- Who is the data set about? Who were sampled in this data set? Who were over sampled or under sampled? Are they representative of the main characters in Assignment 1? Is there any identifiable information or is there any risk of disclose identifiable information? This is fundamentally about the sampling issue, and anonymity.
- Here we use the datasets for collecting reviews from hotel guests which help us understand and add better features in our application
- What events, activities, behaviors, and observations etc. are recorded by the data set? Does the data set record the targeted events, activities, behaviors, etc. in Assignment 1? This is fundamentally about the variables.
- Here we extract the reviews from the CSV files of the 2 references and do a sentiment analysis on it using vader sentiment analysis tool
for reviews and focus on the negative reviews to find out the missing or new feature and help the hotel guests are looking for.
- When did the event, activity, behavior, and observation, etc. take place? When were the data collected? Is it longitudinal or cross-sectional? Are they real time data? How old or fresh are the data?

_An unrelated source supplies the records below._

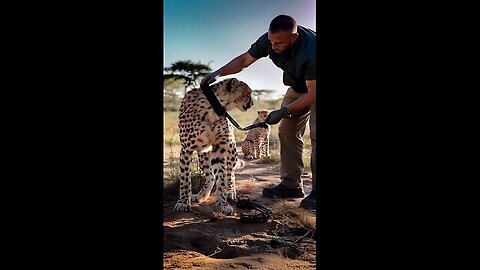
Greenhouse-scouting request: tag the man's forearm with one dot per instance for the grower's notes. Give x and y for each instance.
(233, 67)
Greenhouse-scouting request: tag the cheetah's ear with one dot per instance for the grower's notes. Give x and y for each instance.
(231, 84)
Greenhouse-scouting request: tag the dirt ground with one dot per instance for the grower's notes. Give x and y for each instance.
(201, 239)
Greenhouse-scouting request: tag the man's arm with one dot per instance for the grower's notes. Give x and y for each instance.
(298, 105)
(233, 67)
(306, 100)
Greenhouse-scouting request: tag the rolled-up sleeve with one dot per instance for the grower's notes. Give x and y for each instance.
(311, 70)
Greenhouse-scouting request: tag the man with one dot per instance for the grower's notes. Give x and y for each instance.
(293, 49)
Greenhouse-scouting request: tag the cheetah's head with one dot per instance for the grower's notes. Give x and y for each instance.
(238, 94)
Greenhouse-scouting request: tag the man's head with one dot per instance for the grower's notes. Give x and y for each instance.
(282, 33)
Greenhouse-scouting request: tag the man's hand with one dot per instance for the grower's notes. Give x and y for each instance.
(210, 78)
(274, 117)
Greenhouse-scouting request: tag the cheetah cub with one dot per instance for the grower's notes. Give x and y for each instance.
(256, 142)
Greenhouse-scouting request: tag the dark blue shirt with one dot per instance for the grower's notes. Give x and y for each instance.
(298, 63)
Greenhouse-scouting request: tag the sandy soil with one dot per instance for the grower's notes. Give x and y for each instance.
(201, 239)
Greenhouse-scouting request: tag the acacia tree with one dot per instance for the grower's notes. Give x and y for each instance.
(188, 72)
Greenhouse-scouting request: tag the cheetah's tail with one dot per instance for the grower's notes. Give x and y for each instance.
(240, 164)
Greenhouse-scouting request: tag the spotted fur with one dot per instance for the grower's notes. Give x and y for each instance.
(256, 142)
(212, 137)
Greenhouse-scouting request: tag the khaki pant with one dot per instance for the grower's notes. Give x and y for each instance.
(291, 131)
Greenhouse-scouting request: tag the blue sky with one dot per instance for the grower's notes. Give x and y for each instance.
(219, 30)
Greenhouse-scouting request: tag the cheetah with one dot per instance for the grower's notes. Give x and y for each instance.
(256, 142)
(212, 137)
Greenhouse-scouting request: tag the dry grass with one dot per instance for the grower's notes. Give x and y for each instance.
(292, 216)
(245, 188)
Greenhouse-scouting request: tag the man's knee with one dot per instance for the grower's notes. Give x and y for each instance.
(287, 130)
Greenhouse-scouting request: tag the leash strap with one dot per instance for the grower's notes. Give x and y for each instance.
(220, 111)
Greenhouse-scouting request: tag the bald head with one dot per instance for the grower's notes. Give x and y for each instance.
(282, 33)
(283, 23)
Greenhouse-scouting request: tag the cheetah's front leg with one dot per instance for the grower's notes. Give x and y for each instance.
(184, 202)
(219, 165)
(204, 193)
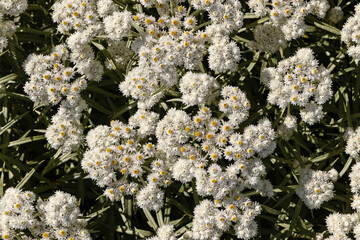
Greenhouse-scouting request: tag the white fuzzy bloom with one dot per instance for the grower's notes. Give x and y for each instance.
(150, 197)
(223, 55)
(312, 113)
(268, 38)
(338, 223)
(299, 80)
(286, 129)
(259, 7)
(289, 16)
(56, 218)
(197, 88)
(316, 187)
(74, 15)
(145, 121)
(60, 210)
(118, 25)
(17, 211)
(336, 14)
(105, 7)
(114, 149)
(234, 104)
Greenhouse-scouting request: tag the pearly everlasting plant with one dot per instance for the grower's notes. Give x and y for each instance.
(289, 16)
(9, 9)
(316, 187)
(56, 218)
(299, 81)
(350, 34)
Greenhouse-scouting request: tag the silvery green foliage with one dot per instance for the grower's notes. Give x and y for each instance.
(353, 142)
(268, 38)
(350, 34)
(9, 9)
(165, 232)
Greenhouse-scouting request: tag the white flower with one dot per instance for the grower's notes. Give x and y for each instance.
(316, 187)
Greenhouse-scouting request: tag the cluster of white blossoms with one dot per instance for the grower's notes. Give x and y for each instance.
(300, 81)
(115, 149)
(187, 148)
(316, 187)
(54, 80)
(352, 138)
(8, 10)
(286, 129)
(165, 232)
(268, 38)
(350, 34)
(198, 88)
(210, 222)
(16, 212)
(289, 16)
(56, 218)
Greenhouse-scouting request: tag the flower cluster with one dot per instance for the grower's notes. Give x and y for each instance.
(197, 88)
(300, 81)
(351, 36)
(8, 10)
(210, 222)
(316, 187)
(59, 215)
(286, 129)
(16, 212)
(56, 218)
(53, 80)
(115, 149)
(289, 16)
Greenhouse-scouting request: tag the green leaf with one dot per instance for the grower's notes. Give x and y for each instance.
(12, 122)
(28, 175)
(26, 140)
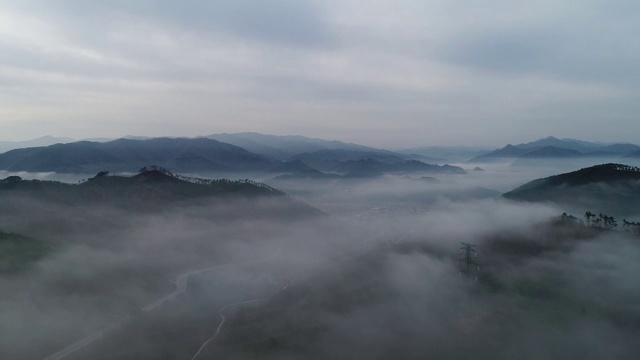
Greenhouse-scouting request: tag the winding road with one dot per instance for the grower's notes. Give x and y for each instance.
(221, 312)
(181, 283)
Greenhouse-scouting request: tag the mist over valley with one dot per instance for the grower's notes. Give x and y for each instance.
(338, 251)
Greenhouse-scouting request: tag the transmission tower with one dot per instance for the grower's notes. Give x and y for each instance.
(467, 262)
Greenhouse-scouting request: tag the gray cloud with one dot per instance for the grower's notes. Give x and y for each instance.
(440, 72)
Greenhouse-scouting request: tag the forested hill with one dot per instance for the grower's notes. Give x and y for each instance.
(609, 187)
(149, 189)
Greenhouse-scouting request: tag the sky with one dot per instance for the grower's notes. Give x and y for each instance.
(395, 73)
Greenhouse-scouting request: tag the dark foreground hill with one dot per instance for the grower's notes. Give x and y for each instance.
(607, 187)
(179, 154)
(150, 190)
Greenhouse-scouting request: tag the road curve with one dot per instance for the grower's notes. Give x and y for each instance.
(221, 312)
(181, 286)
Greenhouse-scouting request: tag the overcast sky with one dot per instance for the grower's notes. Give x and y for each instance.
(383, 73)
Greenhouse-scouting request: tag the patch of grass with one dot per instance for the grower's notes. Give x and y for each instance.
(17, 252)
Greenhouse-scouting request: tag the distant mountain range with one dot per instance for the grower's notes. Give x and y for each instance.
(287, 146)
(554, 148)
(603, 188)
(274, 154)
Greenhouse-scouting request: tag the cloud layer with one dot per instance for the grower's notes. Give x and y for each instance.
(382, 73)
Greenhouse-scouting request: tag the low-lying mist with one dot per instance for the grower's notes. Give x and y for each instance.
(377, 278)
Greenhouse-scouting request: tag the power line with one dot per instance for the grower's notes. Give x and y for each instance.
(467, 261)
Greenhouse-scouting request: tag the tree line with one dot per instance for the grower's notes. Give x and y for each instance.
(601, 221)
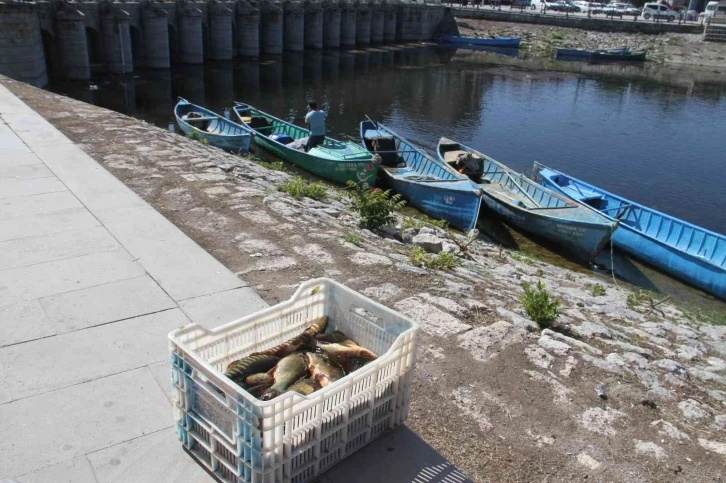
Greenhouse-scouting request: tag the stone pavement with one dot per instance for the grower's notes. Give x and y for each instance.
(92, 279)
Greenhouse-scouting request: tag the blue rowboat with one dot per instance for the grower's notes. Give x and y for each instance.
(215, 129)
(578, 53)
(428, 184)
(512, 42)
(532, 207)
(689, 252)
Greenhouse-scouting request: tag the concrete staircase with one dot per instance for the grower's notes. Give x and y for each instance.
(715, 32)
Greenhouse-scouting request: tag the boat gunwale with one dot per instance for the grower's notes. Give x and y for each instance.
(645, 208)
(449, 169)
(289, 149)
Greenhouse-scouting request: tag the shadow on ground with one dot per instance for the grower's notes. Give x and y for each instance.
(400, 456)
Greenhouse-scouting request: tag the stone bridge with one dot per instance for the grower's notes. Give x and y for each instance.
(76, 39)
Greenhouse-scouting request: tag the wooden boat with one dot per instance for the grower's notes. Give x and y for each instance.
(532, 207)
(215, 129)
(689, 252)
(618, 56)
(428, 184)
(333, 160)
(512, 42)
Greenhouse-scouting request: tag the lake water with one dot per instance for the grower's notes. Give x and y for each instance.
(657, 144)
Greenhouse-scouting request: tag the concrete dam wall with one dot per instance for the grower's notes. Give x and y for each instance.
(73, 40)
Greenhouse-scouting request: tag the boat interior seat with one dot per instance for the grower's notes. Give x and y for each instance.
(383, 144)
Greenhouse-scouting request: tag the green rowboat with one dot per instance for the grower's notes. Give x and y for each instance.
(333, 160)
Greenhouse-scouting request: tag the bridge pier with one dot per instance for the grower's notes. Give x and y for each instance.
(70, 30)
(389, 23)
(21, 45)
(271, 25)
(156, 37)
(117, 40)
(363, 25)
(191, 44)
(248, 30)
(294, 16)
(221, 43)
(331, 24)
(313, 25)
(377, 22)
(347, 25)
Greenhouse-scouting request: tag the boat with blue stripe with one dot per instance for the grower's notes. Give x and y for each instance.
(511, 42)
(687, 251)
(424, 181)
(217, 130)
(530, 206)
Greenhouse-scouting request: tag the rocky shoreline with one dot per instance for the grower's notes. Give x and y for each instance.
(619, 389)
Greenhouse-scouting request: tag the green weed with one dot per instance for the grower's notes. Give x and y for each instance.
(376, 208)
(540, 305)
(197, 137)
(299, 188)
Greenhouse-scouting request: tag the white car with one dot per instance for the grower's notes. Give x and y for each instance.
(656, 10)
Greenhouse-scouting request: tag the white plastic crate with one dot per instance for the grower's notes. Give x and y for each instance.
(292, 438)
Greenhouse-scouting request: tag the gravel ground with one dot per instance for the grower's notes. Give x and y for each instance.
(542, 40)
(495, 395)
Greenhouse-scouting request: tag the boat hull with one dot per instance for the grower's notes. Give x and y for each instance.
(452, 198)
(460, 208)
(690, 268)
(512, 42)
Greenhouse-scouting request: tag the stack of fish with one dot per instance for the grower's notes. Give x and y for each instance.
(303, 364)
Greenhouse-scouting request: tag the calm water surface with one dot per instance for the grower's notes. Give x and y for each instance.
(659, 145)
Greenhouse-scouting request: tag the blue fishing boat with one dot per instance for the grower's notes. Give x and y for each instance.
(618, 56)
(689, 252)
(610, 55)
(530, 206)
(428, 184)
(512, 42)
(215, 129)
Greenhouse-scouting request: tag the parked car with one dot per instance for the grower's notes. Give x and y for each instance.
(713, 9)
(656, 10)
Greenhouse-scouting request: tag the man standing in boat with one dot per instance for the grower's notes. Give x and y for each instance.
(316, 120)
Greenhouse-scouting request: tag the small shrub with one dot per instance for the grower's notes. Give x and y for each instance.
(540, 304)
(351, 237)
(299, 188)
(598, 290)
(442, 261)
(376, 208)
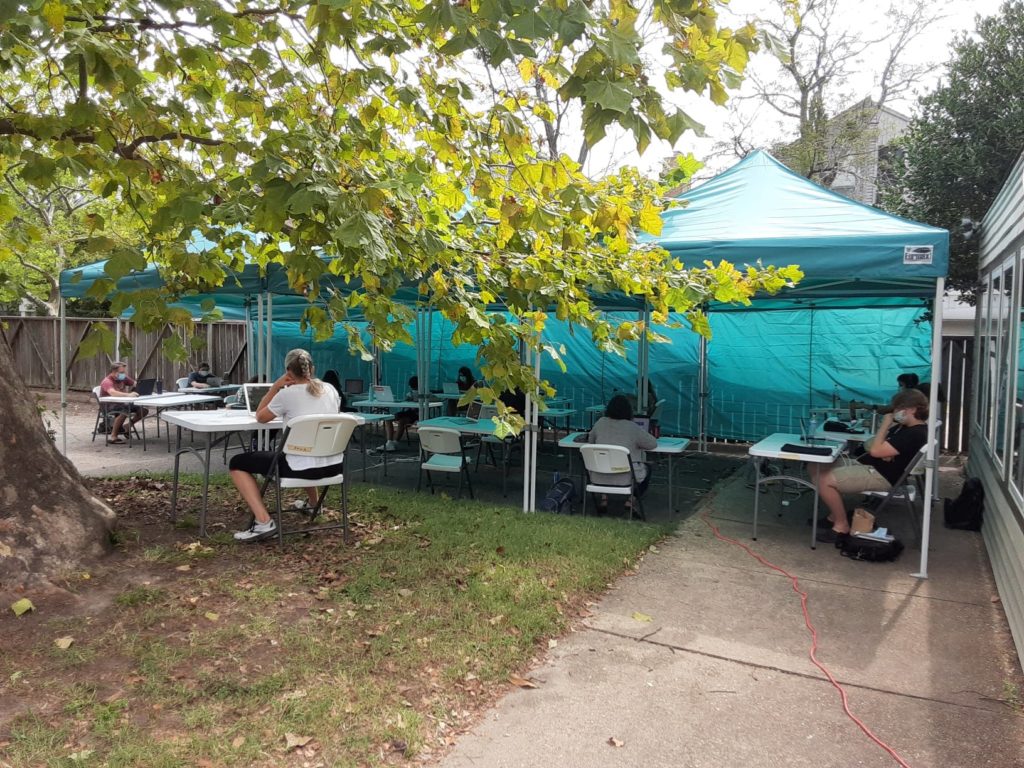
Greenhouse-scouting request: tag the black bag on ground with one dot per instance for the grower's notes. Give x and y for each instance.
(559, 498)
(967, 510)
(869, 550)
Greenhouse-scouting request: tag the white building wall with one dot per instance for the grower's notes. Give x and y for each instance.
(997, 423)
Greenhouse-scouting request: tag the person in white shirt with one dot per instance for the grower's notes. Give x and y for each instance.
(296, 393)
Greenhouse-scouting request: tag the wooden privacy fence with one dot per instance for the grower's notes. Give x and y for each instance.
(36, 344)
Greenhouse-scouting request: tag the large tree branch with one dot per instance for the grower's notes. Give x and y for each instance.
(9, 128)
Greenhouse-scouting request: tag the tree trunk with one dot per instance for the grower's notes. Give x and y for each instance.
(50, 524)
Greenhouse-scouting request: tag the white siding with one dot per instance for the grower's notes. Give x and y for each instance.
(997, 429)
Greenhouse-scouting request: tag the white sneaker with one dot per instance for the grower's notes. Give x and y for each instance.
(257, 531)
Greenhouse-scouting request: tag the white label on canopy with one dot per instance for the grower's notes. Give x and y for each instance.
(918, 254)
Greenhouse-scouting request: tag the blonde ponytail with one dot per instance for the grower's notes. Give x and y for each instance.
(300, 364)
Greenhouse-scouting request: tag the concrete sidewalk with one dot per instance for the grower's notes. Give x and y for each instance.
(720, 676)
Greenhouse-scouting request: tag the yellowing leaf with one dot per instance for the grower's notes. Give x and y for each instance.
(293, 741)
(521, 682)
(650, 218)
(527, 70)
(53, 12)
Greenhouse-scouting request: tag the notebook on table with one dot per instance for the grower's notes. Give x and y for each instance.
(792, 448)
(382, 392)
(252, 394)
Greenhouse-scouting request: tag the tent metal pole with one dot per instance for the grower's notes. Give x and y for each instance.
(64, 376)
(702, 397)
(931, 458)
(269, 335)
(259, 337)
(249, 339)
(535, 421)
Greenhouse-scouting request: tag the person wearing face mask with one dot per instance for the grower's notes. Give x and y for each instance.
(198, 379)
(119, 384)
(901, 433)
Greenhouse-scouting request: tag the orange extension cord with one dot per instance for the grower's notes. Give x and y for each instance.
(814, 636)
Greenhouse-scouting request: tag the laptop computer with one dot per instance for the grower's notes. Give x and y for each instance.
(472, 414)
(643, 422)
(252, 394)
(144, 386)
(383, 393)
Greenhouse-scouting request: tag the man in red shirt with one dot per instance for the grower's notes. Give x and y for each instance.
(119, 384)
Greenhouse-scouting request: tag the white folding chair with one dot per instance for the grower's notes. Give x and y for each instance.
(610, 460)
(313, 436)
(905, 489)
(441, 450)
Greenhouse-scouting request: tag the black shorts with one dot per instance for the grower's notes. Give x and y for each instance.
(258, 463)
(118, 410)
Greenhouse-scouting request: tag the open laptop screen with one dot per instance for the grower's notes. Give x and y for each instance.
(643, 422)
(253, 393)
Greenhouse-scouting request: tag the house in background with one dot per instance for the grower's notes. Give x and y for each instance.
(846, 153)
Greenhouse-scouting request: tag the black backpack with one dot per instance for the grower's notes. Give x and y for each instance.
(967, 510)
(869, 550)
(559, 498)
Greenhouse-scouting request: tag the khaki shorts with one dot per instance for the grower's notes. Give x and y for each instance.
(856, 478)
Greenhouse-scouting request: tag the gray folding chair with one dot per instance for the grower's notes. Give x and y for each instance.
(442, 450)
(614, 461)
(313, 436)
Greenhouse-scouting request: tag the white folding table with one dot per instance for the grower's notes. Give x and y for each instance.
(158, 402)
(771, 448)
(668, 445)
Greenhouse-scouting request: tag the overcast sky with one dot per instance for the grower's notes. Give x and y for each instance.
(932, 48)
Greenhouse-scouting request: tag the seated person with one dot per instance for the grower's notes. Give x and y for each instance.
(900, 435)
(403, 419)
(332, 379)
(465, 380)
(515, 399)
(296, 393)
(119, 384)
(199, 379)
(616, 428)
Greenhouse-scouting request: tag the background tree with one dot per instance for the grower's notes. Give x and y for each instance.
(341, 138)
(823, 125)
(965, 139)
(45, 235)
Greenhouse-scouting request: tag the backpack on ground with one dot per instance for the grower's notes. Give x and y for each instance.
(967, 510)
(559, 498)
(869, 550)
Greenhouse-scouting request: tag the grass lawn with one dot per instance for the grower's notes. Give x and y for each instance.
(321, 653)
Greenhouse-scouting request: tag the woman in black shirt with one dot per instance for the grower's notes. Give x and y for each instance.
(901, 434)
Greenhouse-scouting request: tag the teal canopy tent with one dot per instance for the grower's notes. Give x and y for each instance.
(854, 258)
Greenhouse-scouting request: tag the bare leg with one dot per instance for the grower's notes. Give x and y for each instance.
(249, 489)
(829, 495)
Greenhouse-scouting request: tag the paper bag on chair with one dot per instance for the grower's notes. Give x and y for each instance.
(862, 522)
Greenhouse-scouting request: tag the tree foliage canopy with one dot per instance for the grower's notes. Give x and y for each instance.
(967, 137)
(342, 136)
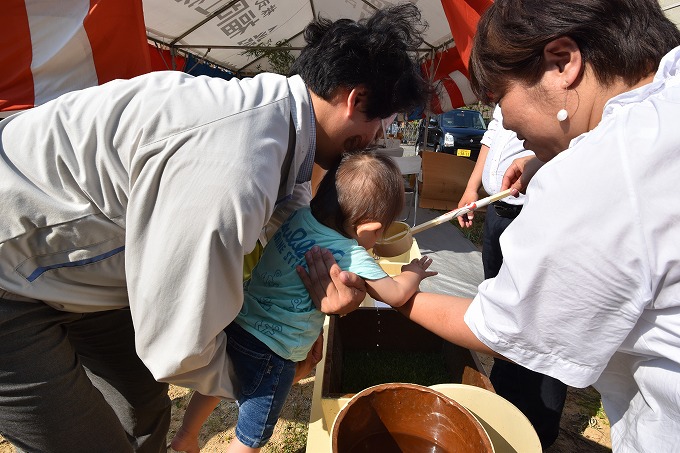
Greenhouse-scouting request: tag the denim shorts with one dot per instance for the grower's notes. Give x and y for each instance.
(265, 381)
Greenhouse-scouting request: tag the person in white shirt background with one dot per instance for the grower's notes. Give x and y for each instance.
(589, 289)
(541, 398)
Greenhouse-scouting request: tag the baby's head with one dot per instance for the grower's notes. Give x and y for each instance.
(360, 196)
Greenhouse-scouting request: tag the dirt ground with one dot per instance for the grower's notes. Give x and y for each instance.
(584, 426)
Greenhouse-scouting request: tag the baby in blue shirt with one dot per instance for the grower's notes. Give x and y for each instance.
(278, 323)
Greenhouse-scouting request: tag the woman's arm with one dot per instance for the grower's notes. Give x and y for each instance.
(443, 316)
(396, 291)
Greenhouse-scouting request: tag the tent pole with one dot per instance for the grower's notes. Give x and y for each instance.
(428, 110)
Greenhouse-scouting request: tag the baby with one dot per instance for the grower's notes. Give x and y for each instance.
(279, 323)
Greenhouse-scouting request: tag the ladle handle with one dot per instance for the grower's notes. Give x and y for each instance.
(460, 211)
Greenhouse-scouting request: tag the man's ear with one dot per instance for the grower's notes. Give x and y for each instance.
(368, 228)
(356, 100)
(563, 61)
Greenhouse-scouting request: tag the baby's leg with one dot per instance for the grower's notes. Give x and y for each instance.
(235, 446)
(313, 357)
(199, 409)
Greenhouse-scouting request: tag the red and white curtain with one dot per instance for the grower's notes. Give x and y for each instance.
(449, 69)
(48, 48)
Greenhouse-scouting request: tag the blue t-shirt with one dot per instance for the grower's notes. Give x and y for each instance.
(277, 308)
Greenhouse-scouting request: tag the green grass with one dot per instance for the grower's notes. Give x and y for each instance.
(363, 369)
(476, 232)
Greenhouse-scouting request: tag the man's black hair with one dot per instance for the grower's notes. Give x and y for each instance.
(377, 52)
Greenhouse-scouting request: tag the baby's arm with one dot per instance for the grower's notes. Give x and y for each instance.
(395, 291)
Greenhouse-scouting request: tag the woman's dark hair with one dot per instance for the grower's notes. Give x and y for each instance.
(377, 52)
(363, 187)
(617, 38)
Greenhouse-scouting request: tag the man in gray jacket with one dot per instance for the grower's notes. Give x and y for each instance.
(128, 208)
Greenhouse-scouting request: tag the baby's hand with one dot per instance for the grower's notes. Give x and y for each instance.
(419, 266)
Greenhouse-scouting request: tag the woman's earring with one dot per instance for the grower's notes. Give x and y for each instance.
(563, 114)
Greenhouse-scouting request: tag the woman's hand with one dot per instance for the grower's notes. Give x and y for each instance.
(332, 290)
(520, 172)
(419, 267)
(469, 196)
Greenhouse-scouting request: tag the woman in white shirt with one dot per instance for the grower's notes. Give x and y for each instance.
(589, 290)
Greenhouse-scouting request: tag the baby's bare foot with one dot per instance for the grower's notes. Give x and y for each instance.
(184, 441)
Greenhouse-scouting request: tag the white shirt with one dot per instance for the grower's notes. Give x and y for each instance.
(147, 193)
(504, 147)
(589, 291)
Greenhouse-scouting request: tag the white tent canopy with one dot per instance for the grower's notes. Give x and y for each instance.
(221, 30)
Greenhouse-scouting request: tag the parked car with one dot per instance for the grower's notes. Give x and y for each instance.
(458, 132)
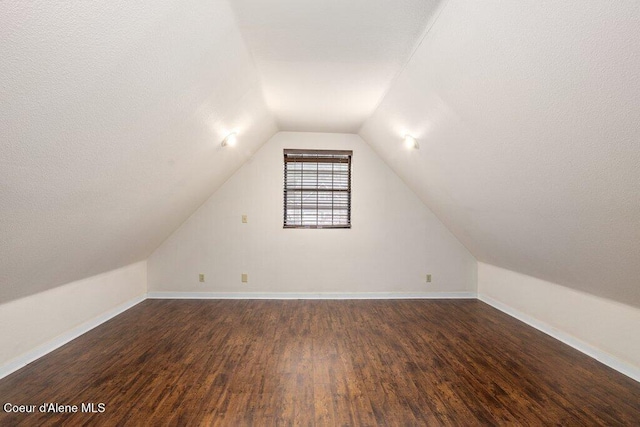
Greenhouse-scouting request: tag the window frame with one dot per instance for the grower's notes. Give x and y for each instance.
(319, 157)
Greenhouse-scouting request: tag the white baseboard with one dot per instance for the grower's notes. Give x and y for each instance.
(32, 355)
(601, 356)
(312, 295)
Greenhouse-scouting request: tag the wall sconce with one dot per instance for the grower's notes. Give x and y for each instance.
(410, 142)
(230, 140)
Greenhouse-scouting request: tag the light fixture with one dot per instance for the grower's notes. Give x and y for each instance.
(230, 140)
(410, 142)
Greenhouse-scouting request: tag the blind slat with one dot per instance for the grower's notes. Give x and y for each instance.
(317, 189)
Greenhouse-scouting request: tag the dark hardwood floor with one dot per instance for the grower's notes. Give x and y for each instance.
(315, 362)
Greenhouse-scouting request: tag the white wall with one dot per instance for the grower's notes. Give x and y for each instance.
(394, 240)
(604, 329)
(32, 326)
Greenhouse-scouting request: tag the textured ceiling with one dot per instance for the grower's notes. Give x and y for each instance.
(325, 65)
(528, 117)
(111, 117)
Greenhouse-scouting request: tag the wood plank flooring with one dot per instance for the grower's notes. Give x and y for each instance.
(320, 362)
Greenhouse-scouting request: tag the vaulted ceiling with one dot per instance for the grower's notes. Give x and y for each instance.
(527, 116)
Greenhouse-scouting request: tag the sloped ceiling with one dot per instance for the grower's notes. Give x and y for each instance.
(111, 117)
(528, 119)
(112, 113)
(326, 64)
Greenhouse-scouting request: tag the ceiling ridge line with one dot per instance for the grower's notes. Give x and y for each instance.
(423, 36)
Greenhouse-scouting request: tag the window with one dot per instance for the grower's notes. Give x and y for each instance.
(317, 189)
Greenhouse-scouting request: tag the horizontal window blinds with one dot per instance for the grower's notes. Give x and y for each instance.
(317, 189)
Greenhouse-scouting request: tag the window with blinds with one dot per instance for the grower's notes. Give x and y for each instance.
(317, 189)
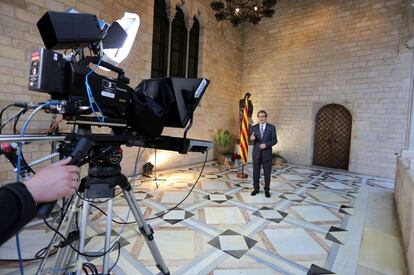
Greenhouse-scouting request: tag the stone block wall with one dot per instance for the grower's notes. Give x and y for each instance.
(404, 200)
(312, 53)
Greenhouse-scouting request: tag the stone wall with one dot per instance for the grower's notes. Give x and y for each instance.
(219, 60)
(404, 199)
(312, 53)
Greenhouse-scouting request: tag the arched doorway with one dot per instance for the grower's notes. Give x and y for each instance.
(332, 138)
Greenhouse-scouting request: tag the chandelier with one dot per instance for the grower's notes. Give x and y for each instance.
(238, 11)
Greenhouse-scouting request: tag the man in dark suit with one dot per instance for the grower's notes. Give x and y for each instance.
(264, 136)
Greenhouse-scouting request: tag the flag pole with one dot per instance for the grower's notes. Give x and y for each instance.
(244, 138)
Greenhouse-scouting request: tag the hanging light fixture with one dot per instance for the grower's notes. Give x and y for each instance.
(238, 11)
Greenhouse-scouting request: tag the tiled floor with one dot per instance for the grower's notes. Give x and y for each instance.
(316, 222)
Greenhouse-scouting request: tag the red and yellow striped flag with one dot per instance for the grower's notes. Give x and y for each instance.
(244, 133)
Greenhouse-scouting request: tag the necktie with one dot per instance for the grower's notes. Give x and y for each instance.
(261, 130)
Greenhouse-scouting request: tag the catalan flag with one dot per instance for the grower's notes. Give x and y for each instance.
(244, 133)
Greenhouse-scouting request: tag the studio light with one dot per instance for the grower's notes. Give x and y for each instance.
(130, 23)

To what extent generalization can be made across time to inform Assignment 1? This is fundamentally about the temporal structure of the data set, and the external validity of the data set across time.
- We use the following 2 datasets which are CSV files Here we get the data about 1000 hotels and their reviews including hotel location, name, rating, review data, title, username and more.
- Where did the event, activity, behavior, and observation, etc. take place? Where were the data collected if the information is available? What does the geographical coverage of the data set look like? Does the data set contain geographical information (GIS)? Is this a local, regional, national, or global data set? To what extent generalization can be made across settings to inform Assignment 1? This is fundamentally about geographic variables in the data set, and the external validity of the data set across settings.
- We plan on collecting the review statistics to know the guests’ response and their
experience according to the hotel, location and facilities offered.
- Why did the event, activity, behavior, or observation etc. take place? Why were the data collected?
- .We collected data from two various data sets, Kaggle and datafiniti Hotel reviews and Sentiment analysis with hotel reviews from Kaggle
- How: If you would like, you can add a dimension of how. How did it happen? Sometimes, the answer to how can be covered by what, when and where.